For a Supergirl collection, this issue (and this story) are of minor importance. Anytime you can get Supergirl teaming up with Wonder Woman or other heroes, I think it is worth looking at. They were somewhat difficult to find. After looking for them for years, I found these issues in the $2 box at a convention. So if you see them and want them, I'd buy it. I also think it is great to see Supergirl rendered by the greats of the industry, so a Gene Colan Kara is also a rare find.

But the overall story and the personality of Supergirl aren't great.

Overall grade: C+

6 comments:

Diabolu Frank said...

Aww, I thought we were going to try a crossover with these issues someday. Ah well, I dug the write-up...

Martin Gray said...

Great piece, I'd forgotten how much fun that storyline was. Wasn't it Roy Thomas scripting, though, from a Paul Levitz plot? That might explain the pricklier Kara. Not that I minded, this was the period when Kara was really growing into her own woman.

I love the cover treatment, at the time I thought it was original, but now know that DC had tried it several times for their war comics. Still, a classic's a classic.

I think this was the first time Madame Xanadu left her Doorway to Nightmare for an active role alongside DC's heroes ... a trendsetting issue indeed!

I adore Gene Colan's Kara; did he draw her anywhere else besides here and the Phantom Zone mini-series?

Anonymous said...

Yeah that dialogue reads "very Marvel", likely it was written by Roy The Boy Thomas.
It is the sort of thought balloons and dialogue bubbles one might see over Peter Parker or Ben Grimm's heads.
:D
Geez I forgot how much fun it was to see Supergirl destroying Nazi Panzer Tanks with her bare hands, the very picture definition of Karatharsis!
This being Wonder Woman's book, you had to expect the amazon to take center stage at the climax...which points up a serious lack of Supergirl-Wonder Woman teams back in the Silver-Bronze age. I think the two of them only got together some four times almost all of them problematic in varying degrees.
Gene Colan drew a very tall good looking REGAL Supergirl...one earnestly wishes he had somehow been given prime art chores in her Superman Family Feature. Yeah I know...impossible.

JF

Anj said...

Thanks for the comments.

I can't think of any other Colan Supergirls other than here and Phantom Zone (which I reviewed somewhere along the way).

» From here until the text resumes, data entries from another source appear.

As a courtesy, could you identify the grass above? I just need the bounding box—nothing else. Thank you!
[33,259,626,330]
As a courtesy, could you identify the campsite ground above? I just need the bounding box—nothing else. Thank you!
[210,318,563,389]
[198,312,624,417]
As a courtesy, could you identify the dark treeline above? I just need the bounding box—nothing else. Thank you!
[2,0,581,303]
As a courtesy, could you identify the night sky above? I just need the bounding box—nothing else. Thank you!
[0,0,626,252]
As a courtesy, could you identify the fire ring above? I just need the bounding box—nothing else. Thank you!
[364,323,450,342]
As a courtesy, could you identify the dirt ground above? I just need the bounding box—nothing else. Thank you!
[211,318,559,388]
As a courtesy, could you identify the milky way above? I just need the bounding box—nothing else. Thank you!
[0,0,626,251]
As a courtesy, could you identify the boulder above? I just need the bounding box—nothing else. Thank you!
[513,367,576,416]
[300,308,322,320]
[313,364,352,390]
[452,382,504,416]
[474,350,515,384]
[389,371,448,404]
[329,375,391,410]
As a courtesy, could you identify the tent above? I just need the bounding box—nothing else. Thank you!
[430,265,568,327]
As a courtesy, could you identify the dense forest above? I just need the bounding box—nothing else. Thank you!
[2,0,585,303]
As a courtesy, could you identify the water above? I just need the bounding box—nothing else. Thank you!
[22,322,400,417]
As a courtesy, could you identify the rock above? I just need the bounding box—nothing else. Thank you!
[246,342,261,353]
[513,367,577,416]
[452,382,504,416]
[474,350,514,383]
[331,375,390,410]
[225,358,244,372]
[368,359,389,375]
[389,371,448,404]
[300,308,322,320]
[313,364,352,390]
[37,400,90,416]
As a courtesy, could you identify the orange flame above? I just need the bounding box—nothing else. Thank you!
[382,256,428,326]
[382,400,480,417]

He does have a nice ethereal quality to her.

I'll recheck the credits. It didn't feel like Levitz' Kara so I wouldn't be surprised to see someone else putting the words in her mouth. She really comes off as sullen here. Her first appearance in part 1 is arms crossed, head down, almost annoyed to be recruited by WW. Her last words in part 3 are threatening Zatanna.

Gene said...

Kara smashing German tanks while recounting the battle of El Alamein? COMPLETE WIN!

One thing that I loved about the pre-crisis Supergirl was all the history lessons that were part of her stories.

Gene said...

Kara smashing German tanks while recounting the Battle of El Alamein?

COMPLETE WIN! :D

One thing that was cool about the pre-crisis Supergirl was all the history lessons that were part of her stories from time to time.